En Angleterre, le mythe des origines troyennes ne fut pas aussi populaire qu'en France pour trois raisons. Premièrement, il apparut beaucoup plus tardivement qu'en France, en l'occurrence près de cinq siècles plus tard. Deuxièmement, il fut introduit par Geoffroy de Monmouth afin de donner une légitimité bretonne aux conquérants normands en mettant de côté le peuple anglo-saxon. Les normands venus en Angleterre imposer leur domination aux Anglo-saxons sont en quelque sorte les vengeurs de anciens habitants breton de l'île. De fait, les origines troyennes mises en avant par Geoffroy de Monmouth et ses successeurs ne concernaient que les Bretons, c'est-à-dire les habitants celtes de la Grande-Bretagne. Or, les Anglais se voulaient les descendants des Angles et des Saxons qui ont vaincu et refoulé les Bretons au Pays de Galles, en Cornouailles et en Armorique. Le peuple anglais ne pouvaient donc se réclamer de Brutus. Or, la noblesse et la dynastie anglaises étaient d'origine française et furent longtemps francophones. Quand se produit l'assimilation de ces élites au peuple anglais, ce qui se traduisit notamment par l'adoption de la langue anglaise, l'utilisation du thème des origines troyennes comme mythe identitaire commun devint difficile.
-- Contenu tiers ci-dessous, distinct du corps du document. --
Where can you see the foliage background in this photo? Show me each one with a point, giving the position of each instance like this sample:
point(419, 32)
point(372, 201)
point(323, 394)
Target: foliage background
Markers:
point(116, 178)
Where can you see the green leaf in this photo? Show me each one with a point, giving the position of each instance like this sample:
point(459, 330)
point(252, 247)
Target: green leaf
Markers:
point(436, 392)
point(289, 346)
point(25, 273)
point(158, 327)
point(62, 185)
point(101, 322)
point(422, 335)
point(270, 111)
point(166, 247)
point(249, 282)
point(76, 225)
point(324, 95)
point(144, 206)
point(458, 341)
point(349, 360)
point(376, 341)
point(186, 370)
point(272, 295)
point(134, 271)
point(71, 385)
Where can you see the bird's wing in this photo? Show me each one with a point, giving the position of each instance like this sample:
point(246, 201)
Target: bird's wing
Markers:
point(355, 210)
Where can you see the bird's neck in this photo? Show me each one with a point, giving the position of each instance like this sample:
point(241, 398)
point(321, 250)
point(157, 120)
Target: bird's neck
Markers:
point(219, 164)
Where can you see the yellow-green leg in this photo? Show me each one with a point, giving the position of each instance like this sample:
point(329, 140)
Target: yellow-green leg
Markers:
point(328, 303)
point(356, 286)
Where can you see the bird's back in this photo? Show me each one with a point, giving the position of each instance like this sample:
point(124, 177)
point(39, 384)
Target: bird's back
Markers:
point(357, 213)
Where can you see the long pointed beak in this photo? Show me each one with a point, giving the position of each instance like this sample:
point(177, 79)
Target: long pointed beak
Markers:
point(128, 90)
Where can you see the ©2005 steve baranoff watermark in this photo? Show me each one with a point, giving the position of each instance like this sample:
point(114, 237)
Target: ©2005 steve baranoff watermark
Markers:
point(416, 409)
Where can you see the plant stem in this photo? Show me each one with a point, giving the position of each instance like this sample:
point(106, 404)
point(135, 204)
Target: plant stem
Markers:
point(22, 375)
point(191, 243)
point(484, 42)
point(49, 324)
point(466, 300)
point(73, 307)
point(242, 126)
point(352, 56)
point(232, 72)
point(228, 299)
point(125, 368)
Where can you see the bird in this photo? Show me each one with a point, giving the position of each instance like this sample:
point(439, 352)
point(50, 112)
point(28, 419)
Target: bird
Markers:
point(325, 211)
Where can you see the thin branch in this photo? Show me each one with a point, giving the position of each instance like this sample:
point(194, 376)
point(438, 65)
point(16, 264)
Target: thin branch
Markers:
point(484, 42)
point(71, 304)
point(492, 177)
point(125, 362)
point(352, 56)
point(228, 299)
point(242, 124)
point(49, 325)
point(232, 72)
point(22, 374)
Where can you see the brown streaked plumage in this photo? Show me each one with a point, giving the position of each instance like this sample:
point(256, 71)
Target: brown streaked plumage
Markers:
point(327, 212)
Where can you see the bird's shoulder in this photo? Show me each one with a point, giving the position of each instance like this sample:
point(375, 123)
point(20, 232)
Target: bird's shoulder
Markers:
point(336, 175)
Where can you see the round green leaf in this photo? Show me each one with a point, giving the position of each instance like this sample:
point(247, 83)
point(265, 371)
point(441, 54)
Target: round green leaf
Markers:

La légende de l'origine troyenne des Normands a été créée par des chroniqueurs médiévaux soucieux de donner aux princes qui dirigeaient la Normandie une origine troyenne considérée comme prestigieuse. L'objectif des inventeurs de cette légende était de donner une légitimité historique aux princes normands et de les appuyer dans leur prétention à jouer un rôle de premier plan dans le concert des royaumes de l'Occident tout en les intégrant davantage dans l'Europe latine et chrétienne[6] . Elle a été développée en particulier par trois auteurs : Dudon de Saint-Quentin, Guillaume de Jumièges ou Benoît de Sainte-Maure. Mais elle fut vite contestée, notamment par Saxo Grammaticus[7] et son empreinte sur la culture historique médiévale fut moins durable forte que celle de la légende troyenne de l'origine des Francs.